A ilha pertence a um sistema de trocas milenar, o Kula, pelo qual seus bens básicos - como coco, bananas, peixe e cana de açúcar - são trocados por outros produtos que eles precisam. O escambo funciona porque eles constroem grandes canoas capazes de viajar milhares de milhas para trocar os produtos.
As crianças nascem todas na ilha e uma parteira se encarrega de assistir aos nascimentos dos bebês e de fazer chá de ervas para curar resfriados ou mal de barriga.
Durante nossa visita ao atol de Yanaba, as crianças tornaram o veleiro Kat em seu playground. Chegavam em canoas a vela ou a remo, brincavam, nadavam e pulavam da plataforma. Alguns trocavam suas frutas por roupas. Volta e meia, uma carinha sorridente aparecia na gaiuta do barco.
E Jermias, um senhor que mal falava inglês, me chamou e pediu a neta para traduzir o que ele queria dizer: “vocês vieram até aqui porque a garrafa com a mensagem era mágica. Porque vocês estão aqui, agora estamos unidos como amigos para sempre”.
Família Schurmann & Expedição Oriente
Primeira família a dar a volta ao mundo a bordo de um veleiro, a história da Família Schurmann ganha destaque a partir de 1984, quando o economista Vilfredo e a professora Heloísa decidiram abandonar a vida estável e confortável em terra firme e zarpar rumo aos mares e oceanos do planeta, acompanhados dos filhos pequenos: Wilhelm, na época, 7 anos, David, 10, e Pierre, 15. Três décadas depois, com algumas aventuras marítimas no meio e as crianças, agora, homens feitos e até mesmo pais de uma nova geração, a Família Schurmann volta a exercitar o desapego. Desde 21 de setembro de 2014, o veleiro Kat vem sendo a moradia dos Schurmann e a imensidão do mar, o destino da Expedição Oriente!

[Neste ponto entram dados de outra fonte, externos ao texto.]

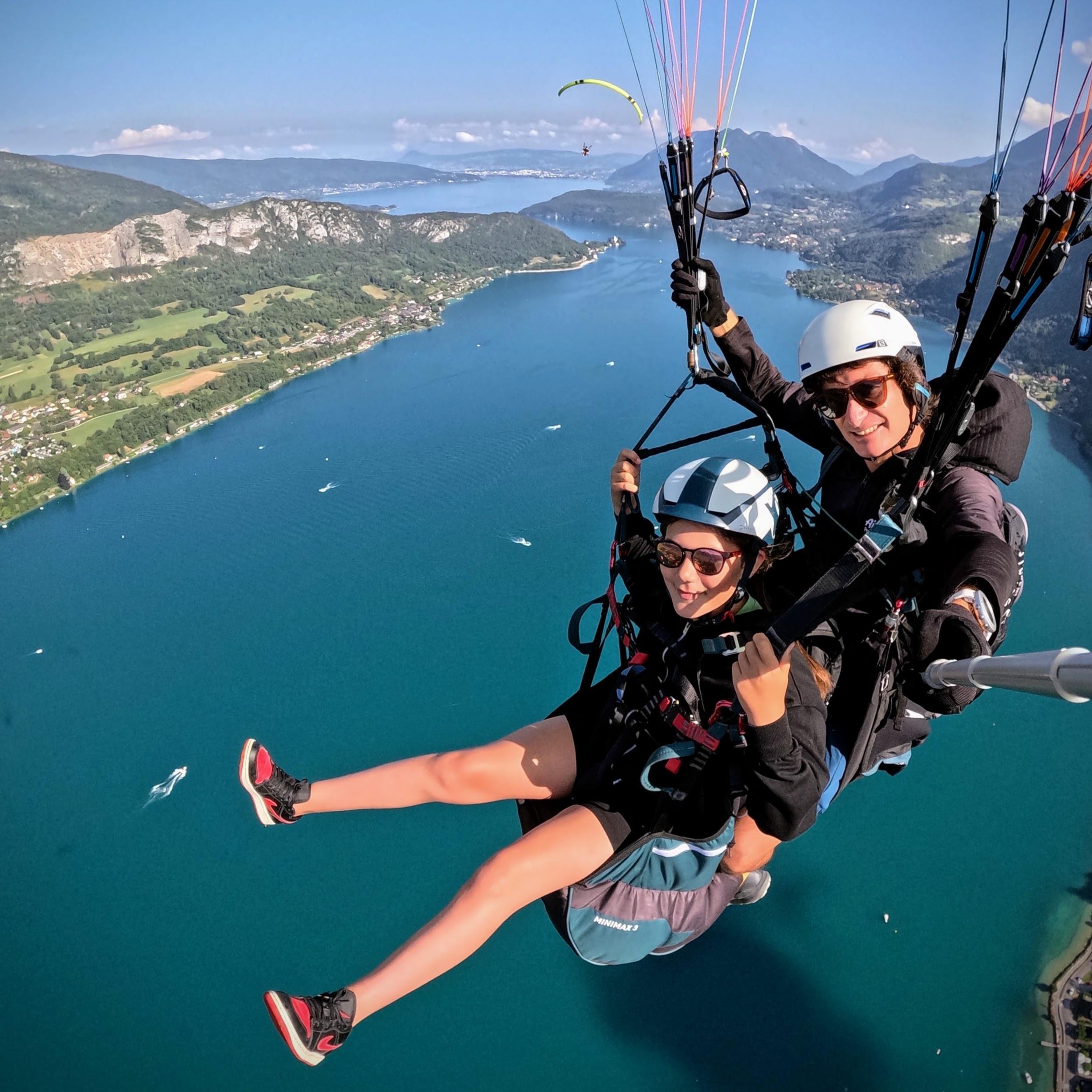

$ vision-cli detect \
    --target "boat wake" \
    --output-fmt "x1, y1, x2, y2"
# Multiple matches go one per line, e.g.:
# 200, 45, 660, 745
144, 766, 186, 808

Com o apoio fundamental dos patrocinadores Estácio, HDI Seguros e Solvi, os velejadores percorrerão cerca de 30 mil milhas (o equivalente a quase 50 mil quilômetros), passando por quatro oceanos, cerca de 50 portos. Pela primeira vez, eles estiveram na Antártica e na Papua Nova Guiné e chegarão à República Popular da China, que fica a aproximadamente 17 mil quilômetros de distância do Brasil. O curioso é que as rotas das aventuras anteriores somadas ao roteiro da Expedição Oriente resultariam em 14 viagens da Família Schurmann à China. Se o roteiro reserva lugares desconhecidos, a nova travessia também marca a estreia da terceira geração a bordo: o jovem Emmanuel integra a tripulação Schurmann, formada pelo casal Vilfredo e Heloísa e os filhos Wilhem, David (líder da tripulação de terra) e Pierre – os dois últimos, em alguns trechos da aventura. Kat, a filha caçula, falecida em 2006, está simbolicamente presente ao inspirar o nome do novo veleiro da família, neste projeto que envolve inovação, tecnologia e sustentabilidade. Com a Expedição Oriente, a Família Schurmann veleja inspirada em polêmicas teorias que defendem os chineses como os primeiros grandes navegadores e descobridores do mundo. Ou seja, os primeiros aventureiros a contornarem o globo.